Una de las principales virtudes de los textos de Francisco I se conecta, en mi opinión, con su sencillez de vida: es capaz de fijarse en detalles aparentemente triviales, casi anodinos, del día a día y nos hace ver los muchos frutos que se pueden extraer de allí.
Por ejemplo: de un hecho tan simple como sacar la basura se deduce no sólo un comportamiento ecológico, sino también el respeto y amor por el prójimo, así como una responsabilidad social implícita. Puede sonar exagerado, aunque no lo es, ya que el detalle de guardar debidamente los restos del hogar reduce la contaminación.

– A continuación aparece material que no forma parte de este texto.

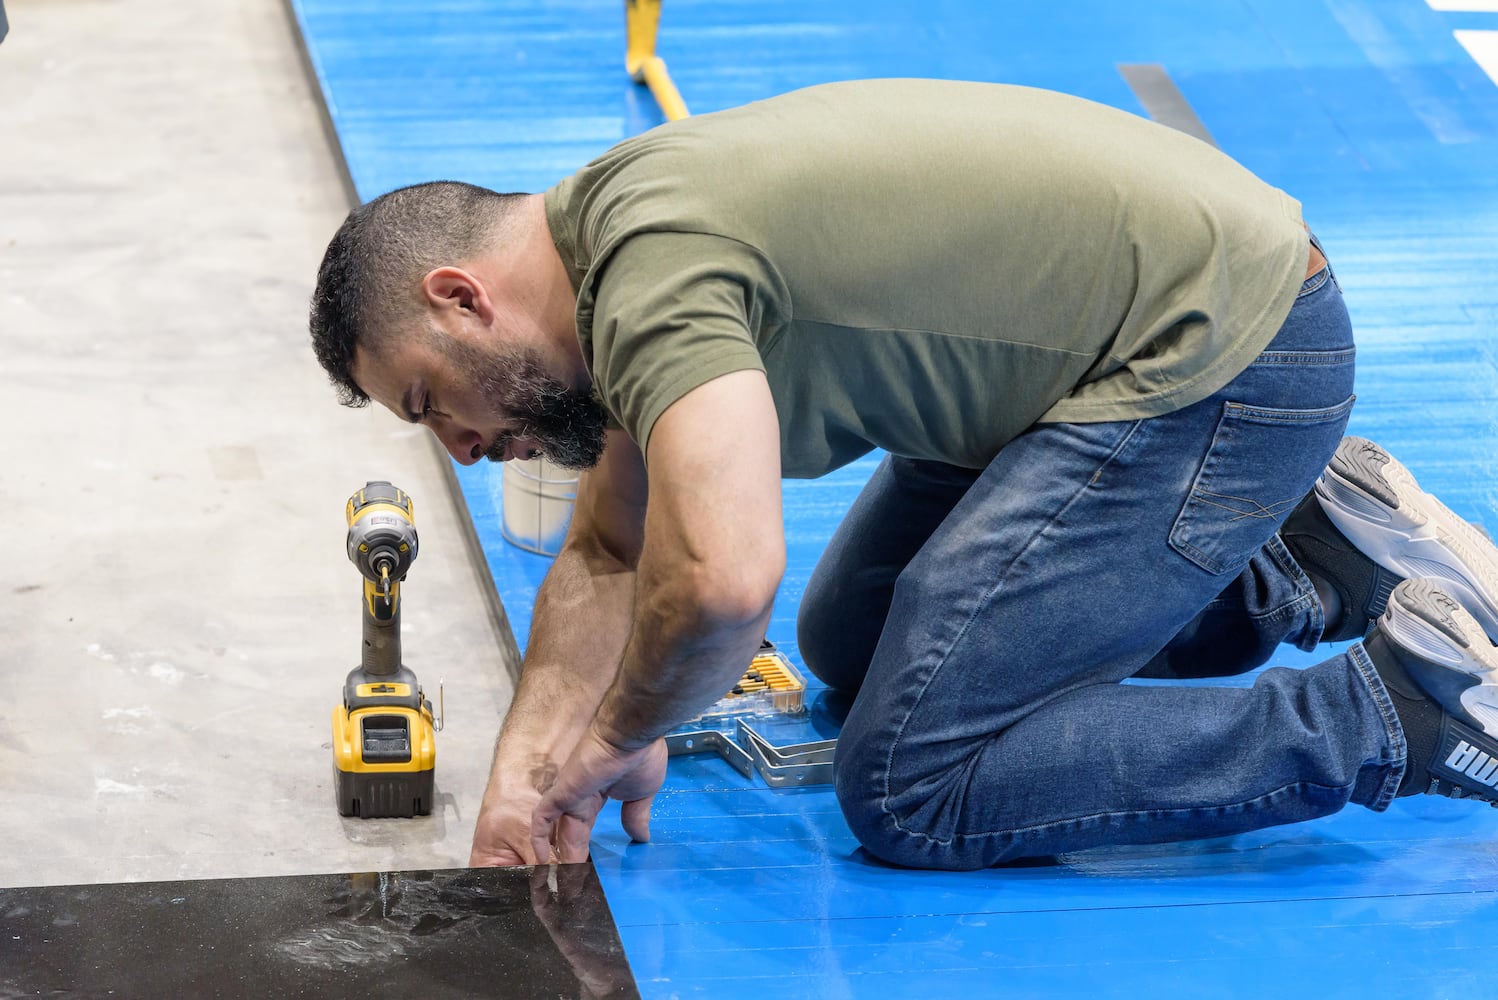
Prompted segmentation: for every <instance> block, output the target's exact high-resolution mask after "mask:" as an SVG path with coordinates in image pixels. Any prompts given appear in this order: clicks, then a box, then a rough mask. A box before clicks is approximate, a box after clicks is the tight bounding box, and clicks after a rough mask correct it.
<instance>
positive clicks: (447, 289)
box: [421, 266, 494, 323]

Algo tan aparentemente insignificante como dejar que corra el agua mientras nos lavamos los dientes no lo es cuando consideramos que al año pueden suponer varias decenas de litros por persona. Multipliquémoslos ahora por los millones y millones de hombres y mujeres que se lavan los dientes una, dos o tres veces al día… y caeremos en la cuenta de que estamos hablando de millones de toneladas. Lo mismo ocurre con la llave abierta mientras fregamos los platos, o con los riegos desaprovechados en tantos jardines…
¿Y qué relación guarda esto con el mensaje cristiano? Mucha. Es como si nos invitaran a pasar una temporada a una casa –el planeta Tierra- y nos dedicáramos a hacerle pequeños desperfectos, con la excusa de que son eso, acciones diminutas e imperceptibles. “Muchas ciudades son grandes estructuras ineficientes que gastan energía y agua en exceso. Hay barrios que, aunque hayan sido construidos recientemente, están congestionados y desordenados, sin espacios verdes suficientes. No es propio de habitantes de este planeta vivir cada vez más inundados de cemento, asfalto, vidrio y metales, privados del contacto físico con la naturaleza” (Laudato Si, n. 44).

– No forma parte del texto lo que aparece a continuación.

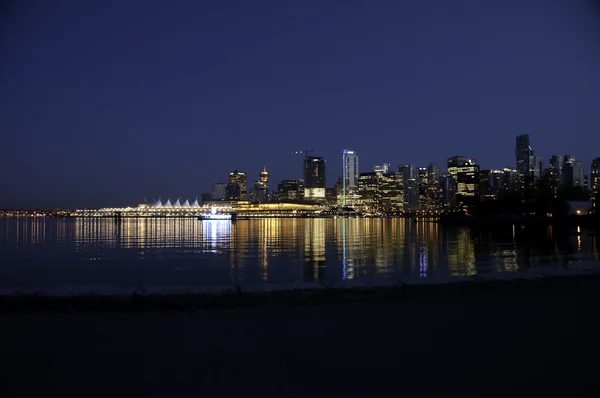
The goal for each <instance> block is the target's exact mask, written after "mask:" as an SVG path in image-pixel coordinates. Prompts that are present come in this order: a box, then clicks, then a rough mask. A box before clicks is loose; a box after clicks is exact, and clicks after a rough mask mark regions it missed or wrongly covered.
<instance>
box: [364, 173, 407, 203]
mask: <svg viewBox="0 0 600 398" xmlns="http://www.w3.org/2000/svg"><path fill="white" fill-rule="evenodd" d="M402 184H403V176H402V174H401V173H386V174H383V173H379V172H375V171H372V172H369V173H360V174H359V178H358V195H359V203H360V204H361V205H363V206H365V207H366V209H367V211H377V212H396V211H399V210H402V209H403V205H404V204H403V198H404V189H403V186H402Z"/></svg>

O sea, muchos pequeños hacen un uno muy grande. Menospreciar las cuestiones ambientales equivale a menospreciar cuestiones humanas, puesto que ambas realidades están profundamente unidas. Cuando se perjudica a la naturaleza, a lo ecológico, esto afecta también a la sociedad y se incurre en injusticias. Una actitud medioambiental negligente favorece, entre otras cosas, las desigualdades: abandonar al mundo hace que aumenten, de alguna manera, los desamparados.
Cuando atisbamos esta realidad, cuando recordamos que el Dios cristiano es creador de una naturaleza querida y regalada, un planeta al que Él mismo quiso venir hace 2000 años (algo que ahora, en Navidad, conmemoramos) es más fácil poner esmero en no deteriorarla (cfr. Laudato Si, n. 75) y en dejarla lo más cuidada posible a las generaciones que vendrán. Tal preocupación, en fin, nos hace más optimistas y esperanzados.